# I need help



## Talierin (Nov 21, 2003)

I"m working on my final project, it's going to be a little book with all of Tolkien's heraldry emblems, and I'm finding that the copies I have of them aren't big enough and look crappy when scaled down. I got J.R.R. Tolkien: Artist & Illustrator out of the library and it has a few of them so I can scan them better, but I still need the other ones. I'm waiting for "Pictures" to come in at the library, but it would be nice to know if it has what I'm looking for, if anyone has it. The emblems I still need are:

Feanor
Finrod Felegund
Beren
Earendil
Haleth
Beor
Hador
The Silmarils

Thanks!


----------



## Beleg (Nov 21, 2003)

erm, what are heraldry emblems?
Pictures?


----------



## Talierin (Nov 21, 2003)

they look like this:


----------



## Celebthôl (Nov 21, 2003)

I have loads on my Silmarillion book. . . (well 6 or so) ill try somehow to scne them if i can. . . 
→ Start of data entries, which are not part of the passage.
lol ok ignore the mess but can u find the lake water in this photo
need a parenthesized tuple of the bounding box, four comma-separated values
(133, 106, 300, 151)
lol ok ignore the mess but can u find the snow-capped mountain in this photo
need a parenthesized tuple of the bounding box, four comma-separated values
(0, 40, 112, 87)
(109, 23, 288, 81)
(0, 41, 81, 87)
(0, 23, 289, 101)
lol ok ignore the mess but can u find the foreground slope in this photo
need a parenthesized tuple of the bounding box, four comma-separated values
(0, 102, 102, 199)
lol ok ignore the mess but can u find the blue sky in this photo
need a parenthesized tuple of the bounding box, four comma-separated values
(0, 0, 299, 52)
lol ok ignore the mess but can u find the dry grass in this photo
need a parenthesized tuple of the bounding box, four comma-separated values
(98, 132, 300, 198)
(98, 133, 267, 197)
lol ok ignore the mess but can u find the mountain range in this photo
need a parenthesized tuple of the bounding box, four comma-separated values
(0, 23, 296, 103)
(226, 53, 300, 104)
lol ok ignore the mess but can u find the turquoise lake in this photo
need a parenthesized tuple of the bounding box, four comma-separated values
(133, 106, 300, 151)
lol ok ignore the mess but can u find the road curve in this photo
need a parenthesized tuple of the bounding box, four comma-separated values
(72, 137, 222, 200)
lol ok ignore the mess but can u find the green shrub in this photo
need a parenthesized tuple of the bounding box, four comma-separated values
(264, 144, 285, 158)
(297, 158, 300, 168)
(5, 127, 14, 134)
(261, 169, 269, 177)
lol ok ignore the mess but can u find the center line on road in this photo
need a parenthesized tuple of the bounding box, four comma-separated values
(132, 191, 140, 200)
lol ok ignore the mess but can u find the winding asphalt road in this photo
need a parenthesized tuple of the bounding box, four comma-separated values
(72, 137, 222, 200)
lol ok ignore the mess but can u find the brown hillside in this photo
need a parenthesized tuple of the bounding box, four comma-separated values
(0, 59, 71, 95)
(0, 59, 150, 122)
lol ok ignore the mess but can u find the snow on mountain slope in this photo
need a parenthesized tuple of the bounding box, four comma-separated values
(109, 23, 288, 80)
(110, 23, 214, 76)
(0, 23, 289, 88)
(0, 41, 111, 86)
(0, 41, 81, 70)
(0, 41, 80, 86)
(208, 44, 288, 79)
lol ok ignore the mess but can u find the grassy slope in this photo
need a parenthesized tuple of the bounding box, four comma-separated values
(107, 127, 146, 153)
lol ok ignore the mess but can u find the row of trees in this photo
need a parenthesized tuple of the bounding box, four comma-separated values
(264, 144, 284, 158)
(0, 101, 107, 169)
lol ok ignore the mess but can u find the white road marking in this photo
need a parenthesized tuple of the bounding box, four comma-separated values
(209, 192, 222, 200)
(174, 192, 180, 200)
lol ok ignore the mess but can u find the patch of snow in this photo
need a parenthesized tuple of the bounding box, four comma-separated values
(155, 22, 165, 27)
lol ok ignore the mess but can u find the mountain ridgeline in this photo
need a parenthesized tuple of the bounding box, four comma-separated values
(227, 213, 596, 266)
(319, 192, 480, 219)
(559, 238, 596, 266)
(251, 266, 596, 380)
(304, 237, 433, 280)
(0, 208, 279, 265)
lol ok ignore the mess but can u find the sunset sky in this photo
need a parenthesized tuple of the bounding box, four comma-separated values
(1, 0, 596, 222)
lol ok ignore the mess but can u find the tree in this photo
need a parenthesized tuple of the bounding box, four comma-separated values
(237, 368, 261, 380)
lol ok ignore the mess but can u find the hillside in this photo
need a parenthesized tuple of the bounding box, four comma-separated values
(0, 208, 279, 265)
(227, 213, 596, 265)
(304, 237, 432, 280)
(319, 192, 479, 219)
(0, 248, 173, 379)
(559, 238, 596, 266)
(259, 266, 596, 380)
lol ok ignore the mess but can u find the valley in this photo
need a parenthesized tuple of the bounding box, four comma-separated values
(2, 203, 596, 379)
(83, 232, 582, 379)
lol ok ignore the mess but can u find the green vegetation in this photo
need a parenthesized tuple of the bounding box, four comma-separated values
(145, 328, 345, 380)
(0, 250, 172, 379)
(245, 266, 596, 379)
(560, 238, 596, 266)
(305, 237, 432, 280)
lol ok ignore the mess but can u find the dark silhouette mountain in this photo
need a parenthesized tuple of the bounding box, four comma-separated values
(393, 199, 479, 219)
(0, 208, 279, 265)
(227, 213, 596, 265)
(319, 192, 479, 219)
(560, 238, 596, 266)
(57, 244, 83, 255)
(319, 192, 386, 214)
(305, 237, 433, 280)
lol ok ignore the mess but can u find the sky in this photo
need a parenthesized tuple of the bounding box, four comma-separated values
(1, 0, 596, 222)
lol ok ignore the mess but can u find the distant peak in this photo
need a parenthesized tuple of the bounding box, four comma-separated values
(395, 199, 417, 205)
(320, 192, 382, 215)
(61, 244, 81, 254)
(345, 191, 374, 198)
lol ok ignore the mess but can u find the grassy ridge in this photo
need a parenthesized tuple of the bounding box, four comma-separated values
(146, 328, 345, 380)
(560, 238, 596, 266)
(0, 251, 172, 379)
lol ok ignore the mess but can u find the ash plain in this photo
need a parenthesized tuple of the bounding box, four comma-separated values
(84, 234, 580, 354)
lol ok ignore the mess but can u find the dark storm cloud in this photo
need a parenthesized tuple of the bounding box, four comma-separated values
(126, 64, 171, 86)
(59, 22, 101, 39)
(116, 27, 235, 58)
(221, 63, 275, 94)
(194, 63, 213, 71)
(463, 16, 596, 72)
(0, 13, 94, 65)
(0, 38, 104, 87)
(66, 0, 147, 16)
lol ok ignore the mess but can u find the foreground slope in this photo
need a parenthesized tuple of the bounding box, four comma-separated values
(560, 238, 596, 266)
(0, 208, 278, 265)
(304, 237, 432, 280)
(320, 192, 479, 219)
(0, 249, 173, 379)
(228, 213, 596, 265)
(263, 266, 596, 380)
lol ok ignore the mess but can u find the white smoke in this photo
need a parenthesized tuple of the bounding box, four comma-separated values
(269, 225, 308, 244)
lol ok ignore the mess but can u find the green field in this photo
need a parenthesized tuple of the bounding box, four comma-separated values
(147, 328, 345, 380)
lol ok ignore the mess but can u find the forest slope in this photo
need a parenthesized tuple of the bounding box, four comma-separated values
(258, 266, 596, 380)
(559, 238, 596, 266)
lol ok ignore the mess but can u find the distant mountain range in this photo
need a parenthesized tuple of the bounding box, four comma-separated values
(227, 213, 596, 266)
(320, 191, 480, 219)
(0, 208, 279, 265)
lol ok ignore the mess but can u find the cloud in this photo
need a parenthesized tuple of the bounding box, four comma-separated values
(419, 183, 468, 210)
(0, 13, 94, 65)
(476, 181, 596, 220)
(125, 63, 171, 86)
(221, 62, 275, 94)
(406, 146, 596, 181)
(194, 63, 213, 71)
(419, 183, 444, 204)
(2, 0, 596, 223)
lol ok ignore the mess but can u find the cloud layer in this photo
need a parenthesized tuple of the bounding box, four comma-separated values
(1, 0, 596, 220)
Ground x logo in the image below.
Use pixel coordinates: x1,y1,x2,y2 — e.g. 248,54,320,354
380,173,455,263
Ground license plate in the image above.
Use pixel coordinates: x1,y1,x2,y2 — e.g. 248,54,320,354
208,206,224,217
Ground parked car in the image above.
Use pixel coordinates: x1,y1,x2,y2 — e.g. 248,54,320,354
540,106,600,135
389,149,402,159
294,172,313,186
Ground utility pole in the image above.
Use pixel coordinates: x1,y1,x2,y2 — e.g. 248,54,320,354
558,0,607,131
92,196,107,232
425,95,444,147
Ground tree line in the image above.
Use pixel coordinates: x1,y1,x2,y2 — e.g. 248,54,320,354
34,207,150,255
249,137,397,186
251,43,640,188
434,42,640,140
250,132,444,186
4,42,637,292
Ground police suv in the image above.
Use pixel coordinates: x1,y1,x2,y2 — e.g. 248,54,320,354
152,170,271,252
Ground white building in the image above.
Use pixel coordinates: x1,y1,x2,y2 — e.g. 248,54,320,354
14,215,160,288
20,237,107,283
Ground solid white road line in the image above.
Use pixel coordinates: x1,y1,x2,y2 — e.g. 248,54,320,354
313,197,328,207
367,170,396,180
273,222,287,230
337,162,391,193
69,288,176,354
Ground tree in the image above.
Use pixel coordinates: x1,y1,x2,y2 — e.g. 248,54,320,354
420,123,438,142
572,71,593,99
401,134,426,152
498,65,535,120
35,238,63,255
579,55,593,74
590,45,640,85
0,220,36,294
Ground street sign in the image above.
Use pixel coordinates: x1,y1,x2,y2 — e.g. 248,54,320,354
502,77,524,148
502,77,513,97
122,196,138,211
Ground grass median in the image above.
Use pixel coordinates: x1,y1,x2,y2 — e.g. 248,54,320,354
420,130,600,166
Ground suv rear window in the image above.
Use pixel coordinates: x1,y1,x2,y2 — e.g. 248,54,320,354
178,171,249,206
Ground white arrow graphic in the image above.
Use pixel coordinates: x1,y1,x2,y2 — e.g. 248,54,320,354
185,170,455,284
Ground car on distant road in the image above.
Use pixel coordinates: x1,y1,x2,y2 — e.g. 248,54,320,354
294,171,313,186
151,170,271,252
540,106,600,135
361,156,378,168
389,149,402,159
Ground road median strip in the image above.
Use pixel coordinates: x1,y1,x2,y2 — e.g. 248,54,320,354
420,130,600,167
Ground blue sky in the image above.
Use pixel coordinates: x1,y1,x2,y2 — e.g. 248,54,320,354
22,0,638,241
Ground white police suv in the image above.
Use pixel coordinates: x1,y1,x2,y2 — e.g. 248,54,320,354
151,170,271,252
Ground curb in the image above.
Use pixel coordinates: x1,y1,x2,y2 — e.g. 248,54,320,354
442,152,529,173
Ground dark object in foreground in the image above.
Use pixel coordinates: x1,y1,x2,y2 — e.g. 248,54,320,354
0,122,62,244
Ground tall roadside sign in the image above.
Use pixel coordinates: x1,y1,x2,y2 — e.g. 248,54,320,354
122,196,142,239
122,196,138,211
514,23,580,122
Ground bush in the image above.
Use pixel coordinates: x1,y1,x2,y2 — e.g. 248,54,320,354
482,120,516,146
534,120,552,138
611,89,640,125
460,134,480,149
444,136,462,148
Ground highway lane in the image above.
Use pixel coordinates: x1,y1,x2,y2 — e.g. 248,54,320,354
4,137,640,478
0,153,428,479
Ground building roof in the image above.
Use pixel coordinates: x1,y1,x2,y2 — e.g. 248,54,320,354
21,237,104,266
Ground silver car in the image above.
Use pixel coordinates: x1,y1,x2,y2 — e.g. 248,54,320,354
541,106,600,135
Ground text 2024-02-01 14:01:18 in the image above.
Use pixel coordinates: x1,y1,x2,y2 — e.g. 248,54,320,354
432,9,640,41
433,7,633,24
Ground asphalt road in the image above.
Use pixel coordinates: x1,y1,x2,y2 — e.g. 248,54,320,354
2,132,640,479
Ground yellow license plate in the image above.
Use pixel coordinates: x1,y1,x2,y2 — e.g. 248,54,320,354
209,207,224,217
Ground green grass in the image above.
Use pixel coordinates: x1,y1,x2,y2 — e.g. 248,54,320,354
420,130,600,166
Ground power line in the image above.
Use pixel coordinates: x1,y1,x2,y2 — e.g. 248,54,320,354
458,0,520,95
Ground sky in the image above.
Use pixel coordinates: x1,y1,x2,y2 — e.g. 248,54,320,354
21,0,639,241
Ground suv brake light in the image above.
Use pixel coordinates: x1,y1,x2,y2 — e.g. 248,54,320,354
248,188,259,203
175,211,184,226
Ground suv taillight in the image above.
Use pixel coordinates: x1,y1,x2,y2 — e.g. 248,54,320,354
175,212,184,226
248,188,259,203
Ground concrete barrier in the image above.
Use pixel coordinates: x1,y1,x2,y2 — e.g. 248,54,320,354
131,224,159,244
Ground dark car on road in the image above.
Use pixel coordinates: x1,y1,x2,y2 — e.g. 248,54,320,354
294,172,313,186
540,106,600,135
*Looks hopelessly at dads scanner. . .*

He'd never. . . *thinks*


----------



## Idril (Nov 21, 2003)

Have you seen this site: Emblem & Heraldry


----------



## Lantarion (Nov 21, 2003)

WOW what a fantastic site!! (Even though the guy who wrote that up was called _Måns_!  )
I also have a box-set copy of the Silmarillion, with a pull-out sheet with all the emblems on it.. 
I was actually inspired to draw my own little emblem in Art class (just for fun) based on Tolkien's conceptions; or rather the conceptions I have of his conceptions!  If I get my scanner to work properly I'd like to put it up somewhere.. *looks around for a picture gallery-thread*


----------



## Talierin (Nov 21, 2003)

Yeah, seen that site and a couple others, thanks though...
I really just want to know how many are in the book I mentioned.

And I have an old 70s boxed set of lotr with them on it, I tried scanning it but the background is shiny gold and it's all scratched up and henceforth won't work


----------



## Turin (Dec 2, 2003)

Too bad theres no heraldry emblem for the house of Hurin, that would be very awsome.


----------